The advertising unit I've been doing with my grade 10s (MYP5) had three assignments:
I set up the ad pitch as a presentation where the form and the delivery are dictated by the context. As a result, the assignment is presented in the form of a business letter. The basic concept is to develop an idea for an ad, do a quick sketch of the ad concept and pitch it to me as the president of Kilmertron. We choose the product by having them make a short list of generic products and I choose off of the list. This year, we had toilet paper, forks, tin foil, scissors, dental floss, pillows, saws, usb devices, pencils, water taps, sticky notes and shoe polish.
I gave out the assignment and set them to work. Some of them searched around for images related to their products to get ideas for associations that already exist; others conducted informal research by asking various people what they thought of when they thought about a product. Many used the simple model from my initial presentation (consumer => desire => product), proving once again the power of a strong visual.
On Monday, the day we have class before the presentations, they had their ideas in place and basic outlines for the pitches. They asked me about how to do the pitch. In the past, I've had somebody from industry come in and give a quick tutorial, but it fell through this year so they looked at YouTube and found loads of ideas. They were practicing in the hallway, and one group went to the business office to get some feedback from the staff there.
Today was pitch day, and I put the Kilmertron logo on the door. They all came in and presented in a random order. Three-quarters were dressed up, and the presentations went well. Some were more confident than others, and a few of of the ads fell fairly flat. But more than half were ideas that I could imagine being real ads, and most were completely original. The questions they asked each other were challenging, coming from other experts in the field as it were.
After they finished, we had a little debrief. I asked them what they had liked in some of the presentations, and they were able to identify the importance of confidence and preparedness. Someone mentioned having notes was a good idea, and someone else said how much it helped to have practiced.
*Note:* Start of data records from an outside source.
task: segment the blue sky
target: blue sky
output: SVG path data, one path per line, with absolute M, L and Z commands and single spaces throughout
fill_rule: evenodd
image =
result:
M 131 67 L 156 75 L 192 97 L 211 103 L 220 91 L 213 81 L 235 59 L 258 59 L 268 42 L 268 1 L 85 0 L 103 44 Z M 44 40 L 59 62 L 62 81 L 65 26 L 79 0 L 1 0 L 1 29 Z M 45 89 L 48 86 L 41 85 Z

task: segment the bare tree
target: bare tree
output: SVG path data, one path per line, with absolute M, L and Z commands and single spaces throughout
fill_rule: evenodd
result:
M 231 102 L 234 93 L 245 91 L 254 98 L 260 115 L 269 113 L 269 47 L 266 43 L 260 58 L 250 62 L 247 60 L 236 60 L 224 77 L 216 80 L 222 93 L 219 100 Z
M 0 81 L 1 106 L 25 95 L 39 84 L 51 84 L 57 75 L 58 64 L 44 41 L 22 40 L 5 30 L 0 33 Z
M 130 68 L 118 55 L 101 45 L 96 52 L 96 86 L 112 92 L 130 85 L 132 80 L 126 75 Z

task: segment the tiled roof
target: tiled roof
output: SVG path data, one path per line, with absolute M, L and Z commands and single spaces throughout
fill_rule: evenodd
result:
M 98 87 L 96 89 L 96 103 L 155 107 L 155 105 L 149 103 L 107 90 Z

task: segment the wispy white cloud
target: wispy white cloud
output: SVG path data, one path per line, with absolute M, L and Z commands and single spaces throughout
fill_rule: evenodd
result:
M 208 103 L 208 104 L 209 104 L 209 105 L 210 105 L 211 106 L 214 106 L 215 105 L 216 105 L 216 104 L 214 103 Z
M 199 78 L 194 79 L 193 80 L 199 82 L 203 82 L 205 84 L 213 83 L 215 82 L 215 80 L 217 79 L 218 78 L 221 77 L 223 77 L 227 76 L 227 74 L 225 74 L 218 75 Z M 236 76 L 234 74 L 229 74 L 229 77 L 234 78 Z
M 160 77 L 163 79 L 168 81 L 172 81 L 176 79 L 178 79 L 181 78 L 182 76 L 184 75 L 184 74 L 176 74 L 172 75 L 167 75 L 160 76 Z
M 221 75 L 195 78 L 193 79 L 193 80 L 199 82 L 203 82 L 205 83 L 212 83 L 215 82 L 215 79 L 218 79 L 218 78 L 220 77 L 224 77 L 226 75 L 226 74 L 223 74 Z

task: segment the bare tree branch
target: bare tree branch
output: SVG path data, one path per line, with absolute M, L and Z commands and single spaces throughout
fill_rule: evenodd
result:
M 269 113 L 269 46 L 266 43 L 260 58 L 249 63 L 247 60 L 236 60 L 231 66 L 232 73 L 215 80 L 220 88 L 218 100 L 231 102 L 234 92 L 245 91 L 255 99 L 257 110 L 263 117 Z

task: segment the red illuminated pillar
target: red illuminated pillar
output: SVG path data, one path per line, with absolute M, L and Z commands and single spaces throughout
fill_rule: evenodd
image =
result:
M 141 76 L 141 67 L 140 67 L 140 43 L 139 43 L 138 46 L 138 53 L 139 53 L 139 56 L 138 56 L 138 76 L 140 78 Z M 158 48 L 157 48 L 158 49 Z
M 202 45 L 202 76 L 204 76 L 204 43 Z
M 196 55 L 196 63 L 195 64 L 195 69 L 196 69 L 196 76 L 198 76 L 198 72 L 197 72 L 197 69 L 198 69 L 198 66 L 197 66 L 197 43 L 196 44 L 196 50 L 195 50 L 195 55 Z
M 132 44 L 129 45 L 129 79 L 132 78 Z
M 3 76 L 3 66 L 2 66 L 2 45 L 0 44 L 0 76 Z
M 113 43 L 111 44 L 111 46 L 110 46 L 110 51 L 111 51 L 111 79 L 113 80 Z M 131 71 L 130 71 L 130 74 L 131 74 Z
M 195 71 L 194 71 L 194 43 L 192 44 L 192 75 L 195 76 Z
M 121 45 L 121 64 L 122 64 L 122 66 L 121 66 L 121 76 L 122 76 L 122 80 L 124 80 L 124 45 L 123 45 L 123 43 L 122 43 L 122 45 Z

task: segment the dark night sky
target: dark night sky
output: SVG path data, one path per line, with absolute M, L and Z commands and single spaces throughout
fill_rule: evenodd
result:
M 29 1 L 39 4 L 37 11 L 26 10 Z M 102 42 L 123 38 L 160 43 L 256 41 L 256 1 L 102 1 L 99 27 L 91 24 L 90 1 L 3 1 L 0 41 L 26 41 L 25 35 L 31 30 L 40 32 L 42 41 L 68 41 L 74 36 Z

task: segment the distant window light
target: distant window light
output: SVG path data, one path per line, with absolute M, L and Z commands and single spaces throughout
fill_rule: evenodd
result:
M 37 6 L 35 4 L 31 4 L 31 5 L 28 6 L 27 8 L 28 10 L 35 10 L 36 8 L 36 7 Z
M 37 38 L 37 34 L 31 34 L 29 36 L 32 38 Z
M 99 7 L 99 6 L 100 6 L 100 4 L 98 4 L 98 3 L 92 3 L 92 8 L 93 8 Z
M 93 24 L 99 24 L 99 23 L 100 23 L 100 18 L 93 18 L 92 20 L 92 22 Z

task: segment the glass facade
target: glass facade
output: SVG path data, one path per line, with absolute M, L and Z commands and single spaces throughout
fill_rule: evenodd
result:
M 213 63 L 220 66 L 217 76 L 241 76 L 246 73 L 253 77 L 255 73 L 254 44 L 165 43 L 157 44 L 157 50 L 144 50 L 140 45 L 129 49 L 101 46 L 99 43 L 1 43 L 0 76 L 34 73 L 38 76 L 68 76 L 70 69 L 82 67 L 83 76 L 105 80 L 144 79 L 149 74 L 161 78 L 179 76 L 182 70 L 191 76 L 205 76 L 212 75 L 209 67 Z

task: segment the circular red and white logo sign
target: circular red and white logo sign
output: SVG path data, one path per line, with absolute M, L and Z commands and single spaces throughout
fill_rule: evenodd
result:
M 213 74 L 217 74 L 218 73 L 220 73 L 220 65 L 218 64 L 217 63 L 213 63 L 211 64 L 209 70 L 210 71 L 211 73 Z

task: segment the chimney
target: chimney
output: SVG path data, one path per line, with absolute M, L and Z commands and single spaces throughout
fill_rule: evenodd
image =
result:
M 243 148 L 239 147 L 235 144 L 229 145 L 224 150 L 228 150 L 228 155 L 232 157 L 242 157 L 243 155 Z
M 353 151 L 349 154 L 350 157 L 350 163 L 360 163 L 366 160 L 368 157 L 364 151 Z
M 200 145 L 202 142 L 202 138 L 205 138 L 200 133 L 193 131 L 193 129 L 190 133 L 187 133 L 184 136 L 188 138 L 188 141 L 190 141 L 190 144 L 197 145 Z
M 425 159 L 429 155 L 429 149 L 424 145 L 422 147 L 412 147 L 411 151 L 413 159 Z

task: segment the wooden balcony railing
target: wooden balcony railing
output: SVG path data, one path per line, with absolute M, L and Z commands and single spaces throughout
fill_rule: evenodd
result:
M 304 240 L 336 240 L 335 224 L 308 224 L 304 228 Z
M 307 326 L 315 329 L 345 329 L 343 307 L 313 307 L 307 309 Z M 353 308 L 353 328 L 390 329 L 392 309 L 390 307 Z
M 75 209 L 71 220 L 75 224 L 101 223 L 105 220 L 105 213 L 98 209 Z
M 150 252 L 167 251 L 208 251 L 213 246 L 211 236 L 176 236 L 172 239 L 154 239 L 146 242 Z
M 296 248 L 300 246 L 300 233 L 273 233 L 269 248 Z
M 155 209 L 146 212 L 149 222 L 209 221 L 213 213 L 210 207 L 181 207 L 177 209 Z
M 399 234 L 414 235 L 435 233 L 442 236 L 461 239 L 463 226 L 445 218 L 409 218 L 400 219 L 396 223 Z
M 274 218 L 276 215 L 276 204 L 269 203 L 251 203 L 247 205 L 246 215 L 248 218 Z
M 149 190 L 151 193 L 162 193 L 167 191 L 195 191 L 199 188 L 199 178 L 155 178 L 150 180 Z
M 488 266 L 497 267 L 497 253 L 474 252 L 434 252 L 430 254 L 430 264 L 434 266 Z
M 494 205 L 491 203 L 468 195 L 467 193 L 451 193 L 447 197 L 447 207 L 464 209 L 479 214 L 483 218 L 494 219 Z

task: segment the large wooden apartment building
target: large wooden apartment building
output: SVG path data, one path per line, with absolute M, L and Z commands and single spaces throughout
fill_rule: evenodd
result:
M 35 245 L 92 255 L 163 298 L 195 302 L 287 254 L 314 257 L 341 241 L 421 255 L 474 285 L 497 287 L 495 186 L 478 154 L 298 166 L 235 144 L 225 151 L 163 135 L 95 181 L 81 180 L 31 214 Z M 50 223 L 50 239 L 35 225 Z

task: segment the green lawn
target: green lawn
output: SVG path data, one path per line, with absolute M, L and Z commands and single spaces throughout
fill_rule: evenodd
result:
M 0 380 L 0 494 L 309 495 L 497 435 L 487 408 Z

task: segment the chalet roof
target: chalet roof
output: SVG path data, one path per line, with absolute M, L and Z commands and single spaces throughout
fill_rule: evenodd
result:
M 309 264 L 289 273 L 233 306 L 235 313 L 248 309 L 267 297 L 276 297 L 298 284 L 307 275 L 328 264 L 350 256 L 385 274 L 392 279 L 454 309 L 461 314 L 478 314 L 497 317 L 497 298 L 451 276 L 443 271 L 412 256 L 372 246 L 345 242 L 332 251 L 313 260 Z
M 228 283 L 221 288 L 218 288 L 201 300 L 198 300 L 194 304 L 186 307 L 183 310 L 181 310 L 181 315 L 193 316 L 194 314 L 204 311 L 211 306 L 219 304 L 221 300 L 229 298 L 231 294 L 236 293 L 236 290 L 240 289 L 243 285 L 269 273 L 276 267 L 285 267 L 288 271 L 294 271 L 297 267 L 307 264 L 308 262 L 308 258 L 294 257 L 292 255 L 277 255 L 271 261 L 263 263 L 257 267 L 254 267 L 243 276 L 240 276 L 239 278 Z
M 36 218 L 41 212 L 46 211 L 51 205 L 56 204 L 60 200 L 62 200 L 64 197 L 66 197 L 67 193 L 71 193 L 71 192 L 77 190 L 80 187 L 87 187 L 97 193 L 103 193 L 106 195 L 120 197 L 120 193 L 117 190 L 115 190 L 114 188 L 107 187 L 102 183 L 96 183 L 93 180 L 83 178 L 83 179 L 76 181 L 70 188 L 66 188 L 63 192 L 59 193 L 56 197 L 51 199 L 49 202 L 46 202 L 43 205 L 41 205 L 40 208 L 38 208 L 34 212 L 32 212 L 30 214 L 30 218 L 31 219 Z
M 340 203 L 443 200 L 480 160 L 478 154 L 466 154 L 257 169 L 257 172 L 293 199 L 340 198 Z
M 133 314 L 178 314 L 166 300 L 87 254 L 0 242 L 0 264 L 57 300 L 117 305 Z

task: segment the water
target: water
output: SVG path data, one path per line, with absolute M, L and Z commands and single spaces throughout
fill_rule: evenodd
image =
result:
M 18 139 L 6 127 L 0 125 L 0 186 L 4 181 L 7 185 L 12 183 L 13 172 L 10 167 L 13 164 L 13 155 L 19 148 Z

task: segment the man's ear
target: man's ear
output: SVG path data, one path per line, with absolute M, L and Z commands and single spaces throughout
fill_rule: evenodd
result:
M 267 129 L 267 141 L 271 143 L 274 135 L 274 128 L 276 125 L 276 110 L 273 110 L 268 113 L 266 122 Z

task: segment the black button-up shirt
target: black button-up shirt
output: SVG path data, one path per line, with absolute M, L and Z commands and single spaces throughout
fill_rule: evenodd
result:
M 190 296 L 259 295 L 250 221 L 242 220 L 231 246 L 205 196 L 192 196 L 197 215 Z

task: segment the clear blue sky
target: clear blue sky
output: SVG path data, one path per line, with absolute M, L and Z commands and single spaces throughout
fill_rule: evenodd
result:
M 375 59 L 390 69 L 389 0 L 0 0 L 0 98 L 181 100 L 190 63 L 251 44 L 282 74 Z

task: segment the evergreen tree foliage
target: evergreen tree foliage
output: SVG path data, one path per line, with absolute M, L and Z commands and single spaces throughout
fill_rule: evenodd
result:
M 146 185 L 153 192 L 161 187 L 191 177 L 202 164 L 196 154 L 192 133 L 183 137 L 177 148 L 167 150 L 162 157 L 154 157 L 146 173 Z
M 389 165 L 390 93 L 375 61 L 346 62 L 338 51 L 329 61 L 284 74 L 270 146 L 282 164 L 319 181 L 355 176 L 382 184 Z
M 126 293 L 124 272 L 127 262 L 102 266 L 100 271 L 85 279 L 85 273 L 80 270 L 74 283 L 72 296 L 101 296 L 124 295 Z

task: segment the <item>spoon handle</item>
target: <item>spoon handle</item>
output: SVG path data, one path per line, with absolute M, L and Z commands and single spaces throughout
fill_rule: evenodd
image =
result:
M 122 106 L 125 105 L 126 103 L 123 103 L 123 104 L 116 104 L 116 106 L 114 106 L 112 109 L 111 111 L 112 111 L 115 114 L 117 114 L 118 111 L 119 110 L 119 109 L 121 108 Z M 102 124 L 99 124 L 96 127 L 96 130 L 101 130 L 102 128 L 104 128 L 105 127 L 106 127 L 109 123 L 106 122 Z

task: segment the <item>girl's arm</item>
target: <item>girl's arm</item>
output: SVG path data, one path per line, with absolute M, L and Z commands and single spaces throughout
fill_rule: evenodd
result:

The most interesting part of the conversation was about how some kids loved doing that and others hated it. We talked about the kinds of careers and activities that allowed that kind of public speaking and the rewards of doing it well.
I've done the same activity for the last seven years, and it has become a highly anticipated part of grade 10 in the school; I have few plans to change the assignment in the future. However, I will probably beef up the debrief a little. I have thought about taping them, but it would interfere with the 'authenticity' of the pitch meeting.